Note: For brevity, metrics and discrete metrics are often referred to as “Metrics”

Technical Details

Each metric and event page includes a Technical Details section that describes how the variable is defined, stored, and interpreted. The parameters are:
  • Variable Type: The role of this variable in the data model.
    • Discrete Metric — a single numeric value extracted from a session (e.g. peak velocity, angle at an event).
    • Continuous Metric — a time-series signal rather than a single scalar.
    • Flag — a boolean per-trial indicator derived from a threshold rule.
    • Dimension — a categorical label used to organize or filter data (e.g. handedness, arm slot type).
  • Data Type: The storage type of the value.
    • Float — a decimal number (e.g. 523.4 deg/s).
    • Boolean — true or false.
    • String — a text category (e.g. "pelvis-trunk-arm").
  • Units: The measurement unit(s) for the metric. Some metrics list two units:
    • raw — the unit returned by the CSV export and Data API (e.g. meters).
    • display — the unit shown in Uplift reports and AI summaries (e.g. inches). When only one unit is listed, it applies to both raw and display values.
  • Column Name: The exact column name in the StarRocks database view. Use this when querying or referencing data programmatically — a mismatch will cause a “column cannot be resolved” error.
  • Aggregation: How multiple trials within a session are collapsed into a single representative value.
    • mean — arithmetic average across trials (used for most continuous metrics).
    • rate — percentage of trials where the flag fired (used for boolean flags).
    • mode — most frequently occurring value (used for categorical/string metrics).
  • Precision: Number of decimal places shown in the UI (e.g. 0 = integer display, 2 = two decimal places).

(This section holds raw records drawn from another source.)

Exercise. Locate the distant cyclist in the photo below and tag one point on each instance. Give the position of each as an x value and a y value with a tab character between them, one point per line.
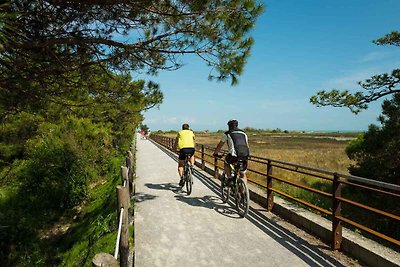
185	143
238	148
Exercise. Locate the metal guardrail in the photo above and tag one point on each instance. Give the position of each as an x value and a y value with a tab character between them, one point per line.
124	192
264	178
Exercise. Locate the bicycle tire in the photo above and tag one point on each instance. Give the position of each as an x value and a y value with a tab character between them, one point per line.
242	198
224	189
189	180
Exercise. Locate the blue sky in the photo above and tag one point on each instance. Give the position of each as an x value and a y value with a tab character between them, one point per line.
300	47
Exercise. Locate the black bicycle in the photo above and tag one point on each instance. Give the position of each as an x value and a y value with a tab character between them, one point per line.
237	188
187	174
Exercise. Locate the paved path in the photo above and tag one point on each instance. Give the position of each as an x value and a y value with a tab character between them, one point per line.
173	229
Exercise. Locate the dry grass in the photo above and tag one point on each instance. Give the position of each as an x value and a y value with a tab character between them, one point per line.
310	150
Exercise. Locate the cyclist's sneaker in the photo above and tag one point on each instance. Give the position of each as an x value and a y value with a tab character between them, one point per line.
230	182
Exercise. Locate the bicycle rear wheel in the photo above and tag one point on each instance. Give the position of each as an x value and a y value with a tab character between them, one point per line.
189	180
242	198
224	189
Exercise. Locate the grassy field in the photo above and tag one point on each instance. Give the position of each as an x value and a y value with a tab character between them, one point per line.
324	151
314	149
320	150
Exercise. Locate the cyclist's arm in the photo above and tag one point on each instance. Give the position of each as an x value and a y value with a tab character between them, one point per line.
218	148
176	144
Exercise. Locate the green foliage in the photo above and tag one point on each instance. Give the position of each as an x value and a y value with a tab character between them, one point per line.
377	152
143	127
377	86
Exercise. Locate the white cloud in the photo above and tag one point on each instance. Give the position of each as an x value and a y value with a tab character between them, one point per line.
374	56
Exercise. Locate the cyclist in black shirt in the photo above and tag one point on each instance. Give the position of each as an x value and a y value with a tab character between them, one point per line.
238	148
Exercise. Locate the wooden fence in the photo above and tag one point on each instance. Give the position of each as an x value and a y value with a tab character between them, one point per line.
124	193
272	176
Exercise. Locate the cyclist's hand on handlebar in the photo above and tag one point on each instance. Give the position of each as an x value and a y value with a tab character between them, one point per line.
217	155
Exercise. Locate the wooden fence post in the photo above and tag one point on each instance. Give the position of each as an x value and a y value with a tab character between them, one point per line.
124	174
270	195
336	211
104	259
123	202
216	167
129	164
203	164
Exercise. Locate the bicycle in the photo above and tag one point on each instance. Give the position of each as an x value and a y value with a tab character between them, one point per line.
187	174
238	189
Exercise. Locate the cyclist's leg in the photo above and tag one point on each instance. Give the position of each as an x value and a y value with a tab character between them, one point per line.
242	172
192	157
180	163
180	168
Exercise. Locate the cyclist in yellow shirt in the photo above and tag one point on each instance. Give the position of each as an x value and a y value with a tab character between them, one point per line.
184	142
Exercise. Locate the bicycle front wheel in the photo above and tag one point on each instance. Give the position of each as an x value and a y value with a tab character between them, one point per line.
242	198
189	181
224	189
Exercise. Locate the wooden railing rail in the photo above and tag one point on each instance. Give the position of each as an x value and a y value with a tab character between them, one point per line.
124	193
263	177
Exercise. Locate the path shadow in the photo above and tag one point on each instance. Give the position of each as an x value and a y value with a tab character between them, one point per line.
165	186
312	255
141	197
210	202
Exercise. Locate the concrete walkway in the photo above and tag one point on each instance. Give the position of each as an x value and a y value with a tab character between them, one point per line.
173	229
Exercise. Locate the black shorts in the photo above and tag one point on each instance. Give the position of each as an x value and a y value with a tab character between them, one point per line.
185	151
232	159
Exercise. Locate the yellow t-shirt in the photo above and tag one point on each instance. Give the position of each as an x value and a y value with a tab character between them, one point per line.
185	139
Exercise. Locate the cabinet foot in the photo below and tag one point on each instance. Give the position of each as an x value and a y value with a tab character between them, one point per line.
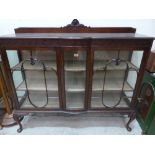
132	117
17	119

  • Unknown Value: The sentinel value stored when a metric could not be measured for a trial (currently -1 for all boolean flags). Filter these out before computing statistics.
  • Measurement / Calculation: What the value physically represents or how it is derived from the raw pose data.

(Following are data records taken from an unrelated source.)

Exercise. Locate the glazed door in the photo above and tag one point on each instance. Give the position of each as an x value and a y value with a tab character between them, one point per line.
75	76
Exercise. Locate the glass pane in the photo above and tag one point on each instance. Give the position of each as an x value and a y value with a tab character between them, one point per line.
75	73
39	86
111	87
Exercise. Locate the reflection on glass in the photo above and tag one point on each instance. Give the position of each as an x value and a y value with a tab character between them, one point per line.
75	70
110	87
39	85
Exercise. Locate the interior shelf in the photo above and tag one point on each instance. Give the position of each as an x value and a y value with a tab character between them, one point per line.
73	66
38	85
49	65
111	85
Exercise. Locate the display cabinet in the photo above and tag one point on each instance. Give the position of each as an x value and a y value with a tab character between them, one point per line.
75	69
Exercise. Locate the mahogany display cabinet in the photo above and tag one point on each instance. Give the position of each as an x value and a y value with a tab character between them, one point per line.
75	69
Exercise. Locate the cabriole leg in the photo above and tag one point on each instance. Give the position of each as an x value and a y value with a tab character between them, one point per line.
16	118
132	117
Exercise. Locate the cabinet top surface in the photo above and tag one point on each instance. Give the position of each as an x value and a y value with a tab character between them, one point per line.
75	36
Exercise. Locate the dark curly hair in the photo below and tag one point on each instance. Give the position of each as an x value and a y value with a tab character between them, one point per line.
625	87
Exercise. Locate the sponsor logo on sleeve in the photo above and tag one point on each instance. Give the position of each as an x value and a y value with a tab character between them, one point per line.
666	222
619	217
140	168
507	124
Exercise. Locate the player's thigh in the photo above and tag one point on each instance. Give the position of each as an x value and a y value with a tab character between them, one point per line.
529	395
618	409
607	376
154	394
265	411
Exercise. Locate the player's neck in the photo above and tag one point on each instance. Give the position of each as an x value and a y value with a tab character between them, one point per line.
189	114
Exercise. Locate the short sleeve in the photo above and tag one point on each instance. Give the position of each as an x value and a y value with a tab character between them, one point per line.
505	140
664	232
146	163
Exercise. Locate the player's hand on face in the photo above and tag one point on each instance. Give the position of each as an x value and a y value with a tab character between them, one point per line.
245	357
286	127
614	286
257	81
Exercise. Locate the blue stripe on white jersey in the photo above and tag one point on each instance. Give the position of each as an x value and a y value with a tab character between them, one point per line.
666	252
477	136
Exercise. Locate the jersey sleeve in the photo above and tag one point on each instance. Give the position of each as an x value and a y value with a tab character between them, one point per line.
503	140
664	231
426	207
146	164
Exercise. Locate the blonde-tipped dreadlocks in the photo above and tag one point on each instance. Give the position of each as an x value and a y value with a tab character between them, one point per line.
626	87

  • Timing: The event at which a discrete metric is sampled (e.g. at ball release, at foot contact).
  • Reference: The coordinate frame or zero point used to interpret the value (e.g. 0° = facing home plate).

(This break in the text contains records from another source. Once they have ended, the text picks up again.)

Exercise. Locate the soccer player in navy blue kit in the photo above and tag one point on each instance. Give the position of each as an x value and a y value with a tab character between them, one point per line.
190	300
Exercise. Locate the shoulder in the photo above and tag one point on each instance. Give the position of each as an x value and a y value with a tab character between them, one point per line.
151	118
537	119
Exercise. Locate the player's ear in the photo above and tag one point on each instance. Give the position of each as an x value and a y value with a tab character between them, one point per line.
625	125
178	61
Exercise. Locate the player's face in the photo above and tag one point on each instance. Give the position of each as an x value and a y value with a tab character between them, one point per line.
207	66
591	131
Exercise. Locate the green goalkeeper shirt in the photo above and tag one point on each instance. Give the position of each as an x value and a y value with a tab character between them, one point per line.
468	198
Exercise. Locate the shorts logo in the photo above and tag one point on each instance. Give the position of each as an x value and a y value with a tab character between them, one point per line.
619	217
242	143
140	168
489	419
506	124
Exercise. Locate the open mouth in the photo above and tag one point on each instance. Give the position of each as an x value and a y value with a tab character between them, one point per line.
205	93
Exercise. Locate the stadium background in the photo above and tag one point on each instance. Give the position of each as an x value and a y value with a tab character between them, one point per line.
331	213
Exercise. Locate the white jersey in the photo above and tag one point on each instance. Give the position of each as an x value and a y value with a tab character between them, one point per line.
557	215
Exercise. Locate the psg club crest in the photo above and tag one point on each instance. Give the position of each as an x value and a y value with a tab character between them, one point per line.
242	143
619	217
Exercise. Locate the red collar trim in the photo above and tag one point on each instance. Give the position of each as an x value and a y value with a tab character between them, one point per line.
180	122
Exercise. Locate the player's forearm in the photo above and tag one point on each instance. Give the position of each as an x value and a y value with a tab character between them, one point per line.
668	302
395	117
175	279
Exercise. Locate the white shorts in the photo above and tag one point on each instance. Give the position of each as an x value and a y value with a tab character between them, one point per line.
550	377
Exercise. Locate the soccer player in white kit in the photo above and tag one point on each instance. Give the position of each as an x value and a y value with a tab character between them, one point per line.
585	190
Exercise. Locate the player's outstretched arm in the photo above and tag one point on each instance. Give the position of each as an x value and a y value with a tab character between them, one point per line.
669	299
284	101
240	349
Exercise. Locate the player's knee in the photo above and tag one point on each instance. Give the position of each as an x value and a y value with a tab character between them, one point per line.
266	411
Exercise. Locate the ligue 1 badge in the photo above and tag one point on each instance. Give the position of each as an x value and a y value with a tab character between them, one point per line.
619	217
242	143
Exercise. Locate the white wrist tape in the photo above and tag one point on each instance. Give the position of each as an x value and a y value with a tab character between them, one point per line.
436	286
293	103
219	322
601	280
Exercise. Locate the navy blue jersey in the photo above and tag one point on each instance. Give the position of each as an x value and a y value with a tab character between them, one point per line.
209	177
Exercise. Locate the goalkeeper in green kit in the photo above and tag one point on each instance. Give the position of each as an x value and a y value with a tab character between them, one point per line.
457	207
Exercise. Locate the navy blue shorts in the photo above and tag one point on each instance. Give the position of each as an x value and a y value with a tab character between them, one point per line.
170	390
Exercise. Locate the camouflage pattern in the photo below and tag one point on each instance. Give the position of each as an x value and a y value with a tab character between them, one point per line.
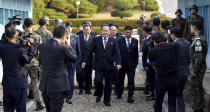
179	23
44	33
195	92
33	69
187	34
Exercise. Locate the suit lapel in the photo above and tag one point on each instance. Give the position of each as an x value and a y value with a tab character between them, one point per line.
108	43
101	42
124	44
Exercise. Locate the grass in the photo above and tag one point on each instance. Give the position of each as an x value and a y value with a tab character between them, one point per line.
107	15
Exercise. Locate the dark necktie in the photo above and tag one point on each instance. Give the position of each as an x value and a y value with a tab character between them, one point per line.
105	42
86	40
129	44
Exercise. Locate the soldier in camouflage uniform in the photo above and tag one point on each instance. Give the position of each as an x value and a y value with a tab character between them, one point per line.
187	34
33	68
43	31
198	52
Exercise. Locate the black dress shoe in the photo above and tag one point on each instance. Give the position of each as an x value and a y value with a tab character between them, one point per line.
39	106
119	97
107	104
98	99
69	101
130	100
80	92
88	92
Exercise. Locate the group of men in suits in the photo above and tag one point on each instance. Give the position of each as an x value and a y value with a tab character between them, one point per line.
109	55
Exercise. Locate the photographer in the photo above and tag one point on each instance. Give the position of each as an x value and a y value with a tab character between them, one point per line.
14	77
32	69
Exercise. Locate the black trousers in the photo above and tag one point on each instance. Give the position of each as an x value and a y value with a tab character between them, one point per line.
163	86
151	77
131	84
84	78
14	99
54	101
100	88
115	79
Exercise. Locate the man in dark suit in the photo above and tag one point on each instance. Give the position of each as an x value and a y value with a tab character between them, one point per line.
113	34
163	59
182	64
84	76
129	59
150	72
75	44
105	48
14	76
54	83
92	33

  • Threshold: For flag metrics, the condition that must be met to set the flag to true.
  • Typical Range: The range of values seen across the broad athlete population. Values outside this range may indicate a data quality issue or an unusual movement pattern.
  • Optimal Direction: How to interpret whether a higher or lower value is desirable.
    • Higher is better — larger values indicate better performance (e.g. peak velocity).
    • Lower is better — smaller values indicate better performance (e.g. time under load).
    • Middle — moderate values are optimal — a range centred around an ideal value; extremes in either direction are suboptimal. See Optimal Range for the target window.
    • N/A — no universal good/bad direction; interpretation depends on context (e.g. arm slot angle, which varies by pitching style).
  • Optimal Range: For Middle metrics, the target window (min–max) that represents ideal performance. Defined as the 25th–75th percentile range from the normative dataset unless otherwise noted.